Great post, Nathan. I totally agree with you. As an Indie author who just put my book up on the Kindle near the end of April, I can say I'm super pleased with the results. I've sold over 300 ebooks so far, which means instead of my book sitting gathering edust on my hard drive, it's getting read and enjoyed. That's why I wrote it. And for those who wonder how to know if your book is good enough? Join, the other writers there will tell you what you need to change. My book is totally different now from my first draft because of the great advice from the writers there.

Ulysses said...

... yes, but does it beat shooting books?

Orlando said...

After I finished what I believe could be a novel, I began doing research on how to get it published and found self publishing as an option. However, I also found that agents frown on this, which is why I'm so surprised to find this article in your blog.

I've found, from my research, that they do provide training and equipment for you to market your books. They also provide editing assistance and much more if all their package information is true. It all depends on what you pay for. And like everything else you do have to shop around and make sure you get the best deal available.

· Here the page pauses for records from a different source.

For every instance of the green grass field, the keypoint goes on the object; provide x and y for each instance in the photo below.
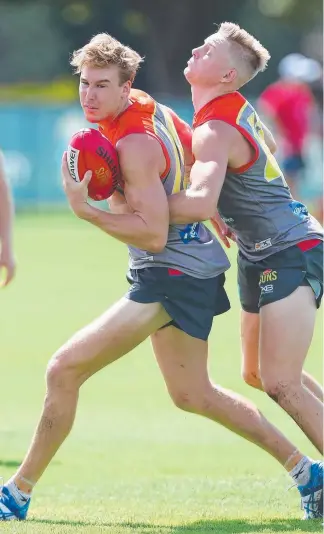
(133, 463)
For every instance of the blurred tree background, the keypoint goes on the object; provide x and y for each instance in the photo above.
(37, 37)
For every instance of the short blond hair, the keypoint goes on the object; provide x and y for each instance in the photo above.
(247, 48)
(104, 50)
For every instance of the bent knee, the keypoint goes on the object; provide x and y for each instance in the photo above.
(194, 402)
(252, 379)
(279, 390)
(60, 372)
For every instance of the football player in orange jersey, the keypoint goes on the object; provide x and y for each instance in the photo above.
(280, 260)
(7, 260)
(176, 274)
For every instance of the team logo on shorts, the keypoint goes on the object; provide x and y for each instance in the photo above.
(190, 233)
(299, 209)
(266, 243)
(266, 278)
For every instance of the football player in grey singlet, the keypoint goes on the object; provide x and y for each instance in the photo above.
(280, 272)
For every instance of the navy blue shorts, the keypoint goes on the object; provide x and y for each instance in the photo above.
(278, 275)
(191, 302)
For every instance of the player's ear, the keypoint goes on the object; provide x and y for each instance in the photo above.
(126, 88)
(230, 76)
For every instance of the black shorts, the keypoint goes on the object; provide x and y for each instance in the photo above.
(191, 302)
(278, 275)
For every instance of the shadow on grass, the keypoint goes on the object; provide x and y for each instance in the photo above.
(230, 526)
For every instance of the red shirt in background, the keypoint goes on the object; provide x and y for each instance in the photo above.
(290, 104)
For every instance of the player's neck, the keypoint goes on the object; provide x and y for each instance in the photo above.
(202, 95)
(122, 108)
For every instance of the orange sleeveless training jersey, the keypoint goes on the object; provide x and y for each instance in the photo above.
(140, 117)
(228, 108)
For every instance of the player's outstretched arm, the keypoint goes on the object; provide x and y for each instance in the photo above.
(7, 260)
(147, 227)
(211, 147)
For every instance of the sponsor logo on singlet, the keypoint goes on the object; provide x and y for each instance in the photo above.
(299, 209)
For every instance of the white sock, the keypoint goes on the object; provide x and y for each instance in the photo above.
(20, 496)
(301, 472)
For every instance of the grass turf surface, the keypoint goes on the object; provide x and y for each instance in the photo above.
(133, 463)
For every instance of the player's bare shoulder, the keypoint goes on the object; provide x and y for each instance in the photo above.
(140, 149)
(212, 136)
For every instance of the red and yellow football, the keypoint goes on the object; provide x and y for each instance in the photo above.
(89, 150)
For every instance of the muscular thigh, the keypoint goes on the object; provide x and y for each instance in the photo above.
(286, 330)
(120, 329)
(182, 360)
(250, 344)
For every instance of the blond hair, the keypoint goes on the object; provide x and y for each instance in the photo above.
(252, 56)
(104, 50)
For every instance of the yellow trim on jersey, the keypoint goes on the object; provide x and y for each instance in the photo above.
(177, 148)
(240, 113)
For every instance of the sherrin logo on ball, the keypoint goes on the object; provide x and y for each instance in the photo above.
(89, 150)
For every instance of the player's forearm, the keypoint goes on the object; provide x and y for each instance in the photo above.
(190, 206)
(6, 214)
(128, 228)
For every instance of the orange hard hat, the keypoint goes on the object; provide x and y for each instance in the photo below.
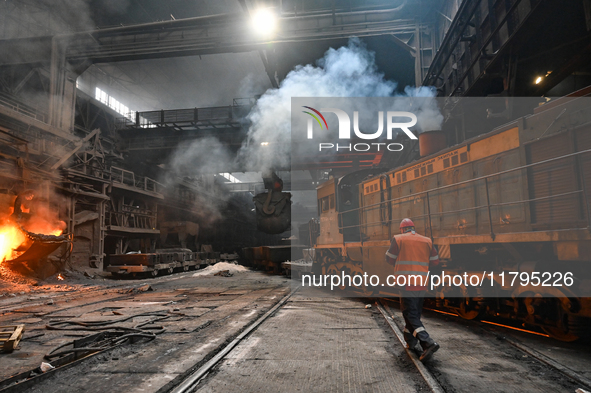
(407, 222)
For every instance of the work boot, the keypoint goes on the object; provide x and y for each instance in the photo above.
(428, 352)
(413, 345)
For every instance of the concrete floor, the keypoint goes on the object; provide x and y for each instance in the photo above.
(314, 343)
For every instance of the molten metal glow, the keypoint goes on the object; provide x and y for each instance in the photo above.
(13, 241)
(10, 239)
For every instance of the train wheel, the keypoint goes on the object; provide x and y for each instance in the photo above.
(332, 269)
(560, 334)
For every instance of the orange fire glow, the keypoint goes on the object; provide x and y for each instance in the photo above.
(13, 241)
(10, 239)
(41, 220)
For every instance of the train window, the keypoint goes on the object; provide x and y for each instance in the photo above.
(324, 204)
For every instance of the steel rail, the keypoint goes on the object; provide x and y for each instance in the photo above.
(429, 379)
(189, 383)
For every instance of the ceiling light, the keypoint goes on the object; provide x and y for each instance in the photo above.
(264, 21)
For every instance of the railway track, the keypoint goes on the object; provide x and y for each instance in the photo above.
(189, 384)
(432, 381)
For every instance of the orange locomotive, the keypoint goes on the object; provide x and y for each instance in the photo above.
(515, 200)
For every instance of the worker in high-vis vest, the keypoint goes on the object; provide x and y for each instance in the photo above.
(411, 255)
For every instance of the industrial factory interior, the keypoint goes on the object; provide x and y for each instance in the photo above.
(193, 196)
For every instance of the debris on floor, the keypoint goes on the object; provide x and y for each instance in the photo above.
(231, 268)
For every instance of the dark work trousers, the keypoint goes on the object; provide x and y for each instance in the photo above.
(411, 304)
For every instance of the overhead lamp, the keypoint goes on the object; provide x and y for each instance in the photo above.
(264, 21)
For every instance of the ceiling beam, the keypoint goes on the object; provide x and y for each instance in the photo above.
(203, 35)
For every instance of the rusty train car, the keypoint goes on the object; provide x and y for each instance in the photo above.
(517, 198)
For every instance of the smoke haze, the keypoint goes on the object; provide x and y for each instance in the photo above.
(345, 72)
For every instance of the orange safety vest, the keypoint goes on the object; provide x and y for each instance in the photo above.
(413, 257)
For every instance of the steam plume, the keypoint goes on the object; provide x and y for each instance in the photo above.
(345, 72)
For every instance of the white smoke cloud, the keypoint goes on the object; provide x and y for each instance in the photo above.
(348, 71)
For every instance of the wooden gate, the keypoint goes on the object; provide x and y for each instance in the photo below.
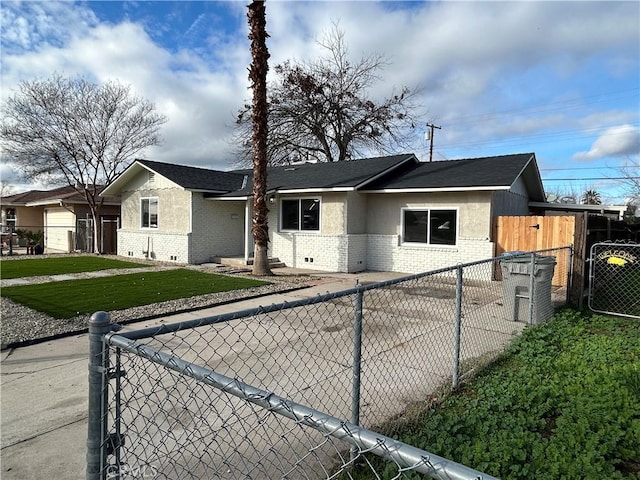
(537, 233)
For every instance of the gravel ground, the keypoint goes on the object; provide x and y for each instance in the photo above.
(21, 324)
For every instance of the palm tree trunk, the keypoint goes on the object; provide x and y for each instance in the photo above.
(258, 78)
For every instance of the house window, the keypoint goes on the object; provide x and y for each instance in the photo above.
(429, 226)
(10, 220)
(149, 212)
(300, 214)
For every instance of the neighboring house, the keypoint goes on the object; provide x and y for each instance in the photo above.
(63, 216)
(387, 213)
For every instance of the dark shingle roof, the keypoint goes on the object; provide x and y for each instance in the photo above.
(499, 171)
(337, 175)
(193, 178)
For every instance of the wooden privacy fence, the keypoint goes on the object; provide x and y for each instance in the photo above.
(529, 233)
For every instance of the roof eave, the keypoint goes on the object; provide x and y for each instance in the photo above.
(440, 189)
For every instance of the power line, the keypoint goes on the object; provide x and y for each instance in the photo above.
(588, 179)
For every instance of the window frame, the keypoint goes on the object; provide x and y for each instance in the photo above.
(150, 226)
(300, 228)
(428, 210)
(10, 220)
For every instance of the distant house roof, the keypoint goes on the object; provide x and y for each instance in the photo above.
(378, 174)
(614, 211)
(66, 194)
(484, 173)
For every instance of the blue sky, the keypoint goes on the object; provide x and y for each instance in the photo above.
(561, 79)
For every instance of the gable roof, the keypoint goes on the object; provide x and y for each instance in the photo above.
(394, 173)
(335, 176)
(483, 173)
(194, 178)
(189, 178)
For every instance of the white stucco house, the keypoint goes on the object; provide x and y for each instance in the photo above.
(391, 213)
(63, 217)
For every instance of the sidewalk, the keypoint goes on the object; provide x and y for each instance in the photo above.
(44, 389)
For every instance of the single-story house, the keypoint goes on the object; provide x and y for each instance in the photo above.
(390, 213)
(64, 217)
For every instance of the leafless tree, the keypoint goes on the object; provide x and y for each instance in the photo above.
(591, 197)
(71, 131)
(258, 77)
(6, 188)
(322, 110)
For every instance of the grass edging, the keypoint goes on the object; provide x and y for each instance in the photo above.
(71, 333)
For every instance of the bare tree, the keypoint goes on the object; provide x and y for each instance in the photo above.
(6, 188)
(71, 131)
(258, 77)
(322, 110)
(591, 197)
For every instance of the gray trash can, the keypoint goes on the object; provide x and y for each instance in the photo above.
(516, 283)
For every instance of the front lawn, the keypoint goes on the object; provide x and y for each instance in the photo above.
(563, 402)
(69, 298)
(35, 267)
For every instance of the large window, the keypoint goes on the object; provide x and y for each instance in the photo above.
(300, 214)
(429, 226)
(149, 212)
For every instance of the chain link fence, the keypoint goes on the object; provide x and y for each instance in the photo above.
(614, 279)
(260, 393)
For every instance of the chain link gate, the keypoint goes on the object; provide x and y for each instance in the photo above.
(614, 279)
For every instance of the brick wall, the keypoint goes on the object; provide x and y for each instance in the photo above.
(384, 253)
(161, 246)
(334, 253)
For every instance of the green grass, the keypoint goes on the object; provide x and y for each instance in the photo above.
(60, 265)
(69, 298)
(563, 402)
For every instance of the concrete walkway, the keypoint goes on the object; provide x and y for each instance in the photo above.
(44, 391)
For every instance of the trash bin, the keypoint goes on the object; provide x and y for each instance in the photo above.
(516, 283)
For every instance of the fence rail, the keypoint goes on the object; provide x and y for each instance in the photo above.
(260, 393)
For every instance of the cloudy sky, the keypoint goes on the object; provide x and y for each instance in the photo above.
(561, 79)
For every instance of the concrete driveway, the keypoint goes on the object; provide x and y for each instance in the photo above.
(302, 354)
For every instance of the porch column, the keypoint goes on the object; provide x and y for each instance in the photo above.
(248, 237)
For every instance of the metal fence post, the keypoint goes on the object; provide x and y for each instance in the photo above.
(99, 326)
(458, 328)
(357, 359)
(532, 281)
(569, 274)
(357, 363)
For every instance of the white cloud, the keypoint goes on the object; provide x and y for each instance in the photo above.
(472, 59)
(614, 142)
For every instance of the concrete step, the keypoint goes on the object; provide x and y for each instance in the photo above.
(239, 262)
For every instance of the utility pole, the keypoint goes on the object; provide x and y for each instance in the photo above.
(429, 135)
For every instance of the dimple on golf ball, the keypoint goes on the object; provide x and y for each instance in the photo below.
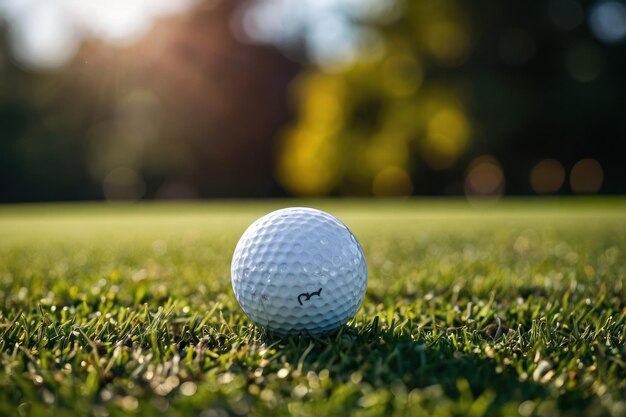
(299, 271)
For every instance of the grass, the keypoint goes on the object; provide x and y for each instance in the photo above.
(518, 308)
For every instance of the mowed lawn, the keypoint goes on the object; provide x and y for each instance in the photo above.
(517, 308)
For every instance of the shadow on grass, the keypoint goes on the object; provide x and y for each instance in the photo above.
(388, 359)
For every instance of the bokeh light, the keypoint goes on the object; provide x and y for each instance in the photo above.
(47, 34)
(608, 21)
(547, 176)
(484, 180)
(586, 176)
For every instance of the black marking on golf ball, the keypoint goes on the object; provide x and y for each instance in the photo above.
(307, 295)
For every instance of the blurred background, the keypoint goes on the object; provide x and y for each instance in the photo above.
(127, 100)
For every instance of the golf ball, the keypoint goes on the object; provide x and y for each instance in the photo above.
(299, 271)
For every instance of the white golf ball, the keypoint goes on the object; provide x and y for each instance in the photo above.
(299, 271)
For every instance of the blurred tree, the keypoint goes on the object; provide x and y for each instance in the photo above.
(186, 111)
(448, 81)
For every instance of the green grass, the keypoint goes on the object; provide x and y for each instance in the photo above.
(518, 308)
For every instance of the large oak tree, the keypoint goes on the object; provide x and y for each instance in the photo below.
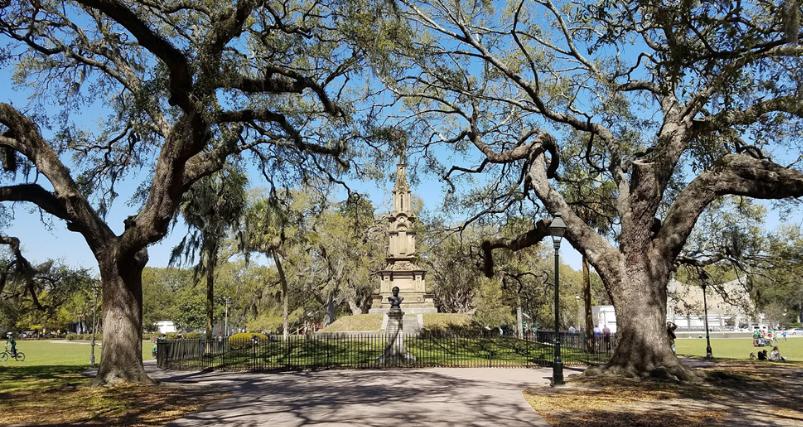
(178, 87)
(666, 105)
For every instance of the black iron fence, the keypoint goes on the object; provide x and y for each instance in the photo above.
(329, 351)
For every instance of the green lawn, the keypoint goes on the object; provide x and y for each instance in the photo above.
(68, 353)
(739, 348)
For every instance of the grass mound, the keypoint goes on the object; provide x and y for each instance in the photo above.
(434, 321)
(356, 323)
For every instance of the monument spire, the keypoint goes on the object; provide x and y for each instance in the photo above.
(401, 269)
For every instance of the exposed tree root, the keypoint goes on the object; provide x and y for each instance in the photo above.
(112, 378)
(672, 372)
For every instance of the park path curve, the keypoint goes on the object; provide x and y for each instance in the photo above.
(412, 397)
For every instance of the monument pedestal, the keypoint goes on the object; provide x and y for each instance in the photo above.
(395, 350)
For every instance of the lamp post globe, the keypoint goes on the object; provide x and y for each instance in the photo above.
(556, 229)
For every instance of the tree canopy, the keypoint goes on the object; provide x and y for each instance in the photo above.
(666, 106)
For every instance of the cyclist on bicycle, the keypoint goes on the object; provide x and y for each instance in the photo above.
(13, 343)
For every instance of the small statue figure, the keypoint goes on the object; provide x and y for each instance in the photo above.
(395, 300)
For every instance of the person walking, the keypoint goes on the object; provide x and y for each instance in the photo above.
(670, 332)
(606, 337)
(12, 342)
(775, 355)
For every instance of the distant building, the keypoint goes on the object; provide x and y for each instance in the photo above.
(165, 326)
(729, 308)
(604, 315)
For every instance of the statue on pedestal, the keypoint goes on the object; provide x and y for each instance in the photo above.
(395, 300)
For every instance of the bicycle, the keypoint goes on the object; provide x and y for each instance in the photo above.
(20, 357)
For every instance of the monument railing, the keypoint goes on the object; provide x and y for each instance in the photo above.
(427, 349)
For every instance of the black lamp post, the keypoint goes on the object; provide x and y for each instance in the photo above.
(708, 353)
(556, 229)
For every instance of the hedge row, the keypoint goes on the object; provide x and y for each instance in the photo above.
(84, 337)
(174, 335)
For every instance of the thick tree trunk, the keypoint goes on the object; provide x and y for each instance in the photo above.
(642, 344)
(587, 300)
(121, 356)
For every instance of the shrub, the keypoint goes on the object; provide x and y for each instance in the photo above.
(243, 340)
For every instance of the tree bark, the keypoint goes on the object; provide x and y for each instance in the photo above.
(285, 297)
(642, 344)
(211, 263)
(329, 316)
(121, 355)
(587, 301)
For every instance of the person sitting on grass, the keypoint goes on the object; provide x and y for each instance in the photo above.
(775, 355)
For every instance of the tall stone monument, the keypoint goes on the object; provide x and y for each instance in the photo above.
(401, 269)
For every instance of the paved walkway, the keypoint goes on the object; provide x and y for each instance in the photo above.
(412, 397)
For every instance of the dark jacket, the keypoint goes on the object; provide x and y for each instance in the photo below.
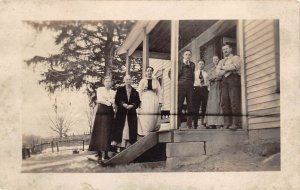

Just so that I understand, are you suggesting that if we can't get an agent that why consider self publishing? Please confirm if this is what you're saying.

Anonymous said...

That many thousands of authors are currently uploading their books onto Kindle or iBooks, or self-publishing, means that many thousands have faith in the new system, and are happy with it. Seeing their work ‘out there,’ regardless of the quality, is sufficient for them, and rewards the vanity, if not the bank balance, and there's nothing wrong with that
Agents must be rubbing their hands in glee as we siphon ourselves off into this digital ocean, and praying that many thousands more of us will, like lemmings disappear over the edge of the cliff into oblivion. This way, at least only those of us unknowns who are true believers in the value of the review process will continue to submit our work to them. I say ‘unknowns,’ because I do think that going the digital/self-publishing route when you are an established author would seem an excellent way to go—anonymity not being a problem, and trading on previous acclaim, a definite plus.
For myself, an unknown, I was forever(?) put off everything but the traditional route, when approached at a craft fair by some poor schmuck sticking his self-published book under my nose, expecting me to buy it. I’m a writer, not a rep—not even for myself, and the idea of going out and cold selling, or expecting my relatives and friends to read, let alone buy my work, is abhorrent to me. Those who ask can, and have read my own printed-out copies (one copy of each) of my novels—all five of them thus far (I’m a compulsive novelist)—but that’s as far as I’ll go on my own behalf. I work very hard to produce what I hope is an exciting, polished page turner that I hope someone will like to read, but as someone else said here, we are incapable of critiquing our own books objectively, and at the moment, despite papering my walls with rejection slips, I am unwilling to take that leap of faith without a professional setting his or her stamp of approval on it.